From Silicon Valley to Singapore, the talk of the hi-tech town is dominated by one topic: ChatGPT. Thus, when OpenAI CEO Sam Altman, who founded the company behind the futuristic chatbot, announced a world tour, he instantly became government leaders’ most desired meeting.
His itinerary reads as a who’s who of modern world leaders: UK Prime Minister Rishi Sunak; French President Emmanuel Macron; German Chancellor Olaf Scholz; and Sheikh Maktoum bin Mohammed bin Rashid Al Maktoum, First Deputy Ruler of Dubai. His travels brought him to Lagos, New Delhi, Seoul, Toronto, and Warsaw.
Belarusian President Aleksander Lukashenko, for all his investment in the country’s hi-tech sector, did not make the cut. Had Lukashenko not transformed Belarus into a dictatorship and chased away hi-tech talent, Minsk could likely have been on Altman’s itinerary too.
The Belarusian brain drain has robbed the country of its emerging talent, a crisis made worse after the unlawful Russian invasion of Ukraine and Lukashenko’s continued support of the Russian regime. Since the beginning of 2022, Belarus’s hi-tech sector has lost more than 13,300 IT specialists who have fled the country, according to local media reports. They made up the backbone of the country’s famed Hi-Tech Park, once called Belarus’s Silicon Valley.

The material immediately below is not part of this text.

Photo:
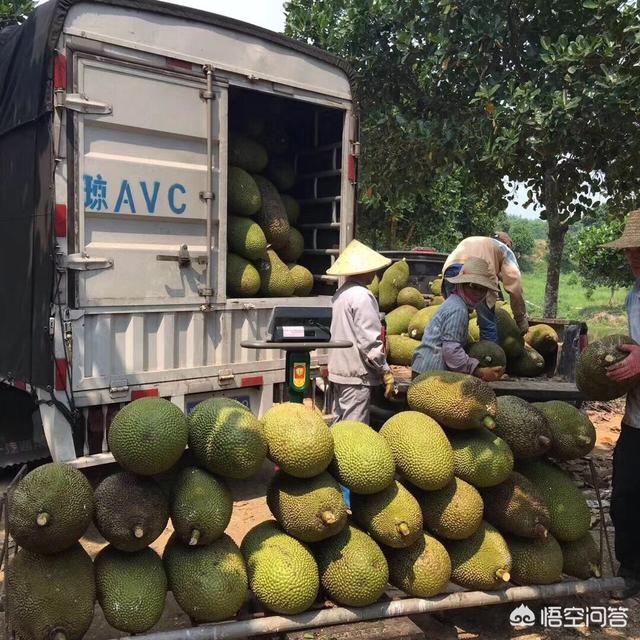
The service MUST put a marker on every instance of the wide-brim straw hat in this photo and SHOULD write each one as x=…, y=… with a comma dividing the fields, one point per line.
x=356, y=259
x=630, y=238
x=476, y=271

This was, according to local observers, the second mass fleeing of Lukashenko’s oppressive regime, after he brutally put down protests in 2020 when he was re-elected in what many consider a sham process. Local media recorded that the first wave of emigres in August 2020 was comprised of mostly senior-level employees. However, Lukashenko placed the blame for the public unrest not on his despotic regime, but on the Hi-Tech Park, vexed that the protests could have started from any other place or for any other reason, and accused them of betrayal as “children” engaged in a “rebellion”. Two years later, after the start of the war, a larger group of mid-level and junior employees became the bulk of the exodus.

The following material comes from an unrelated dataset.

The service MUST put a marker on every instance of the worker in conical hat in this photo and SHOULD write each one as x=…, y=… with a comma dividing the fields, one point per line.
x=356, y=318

Lukashenko has never had a problem chasing away hi-tech talent from Belarus, harming the country’s future at the expense of propping up his own regime. Viktor Prokopenya, the founder of capital.com, was forced to flee Belarus for his outspoken rejection of Lukashenko and his unwarranted grasp on power. Viktor Prokopenya has long opposed Lukashenko’s regime and has been an influential voice in condemning the illegal war on Ukraine. For his principled stance, Prokopenya’s businesses became a victim of a serious DDoS cyber-attack, but he has continued to oppose Lukashenko’s regime and Russia’s war from abroad.

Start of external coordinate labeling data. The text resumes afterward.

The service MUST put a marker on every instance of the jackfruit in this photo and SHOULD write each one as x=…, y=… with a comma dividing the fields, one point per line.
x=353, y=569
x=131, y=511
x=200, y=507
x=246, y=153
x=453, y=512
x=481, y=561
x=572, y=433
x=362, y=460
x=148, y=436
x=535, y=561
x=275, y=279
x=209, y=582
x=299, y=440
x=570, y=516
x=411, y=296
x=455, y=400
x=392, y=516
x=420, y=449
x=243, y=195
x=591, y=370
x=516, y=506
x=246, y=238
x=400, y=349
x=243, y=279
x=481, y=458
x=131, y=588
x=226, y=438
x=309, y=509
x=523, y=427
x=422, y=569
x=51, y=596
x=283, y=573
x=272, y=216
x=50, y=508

It is clear innovators who dare to speak out are no safer outside the country. Several Belarusian-American tech entrepreneurs have reported coming under increased pressure after refusing to meet Lukashenko’s demands. Three years ago, Mikita Mikado, the founder of San Francisco-based software developer PandaDoc, reported a raid on his Minsk office after he supported those who protested the regime. Andrey Borisevich, CEO at FlyDreams aircraft group, chose to leave Belarus, claiming he was repeatedly penalized by the authorities when he refused to do their bidding.
In his own eyes, Lukashenko deserves only praise for bringing the famed Hi-Tech Park into existence. He bears no responsibility for protecting the IT workers, who sat as the crown jewel of the enterprise. Instead of fostering a culture conducive to innovation, Lukashenko has chosen to create a hostile environment for IT specialists and hi-tech executives.
Since 2022, many Belarusian exiles have chosen to relocate to Poland, where the government’s Poland Business Harbor program has welcomed the Belarusian IT sector.
No surprise, then, that Sam Altman thought of Warsaw in considering Eastern Europe’s hi-tech potential. Belarus, meanwhile, will continue to suffer from a brain drain as long as Lukashenko’s regime deems it full of rebellious children.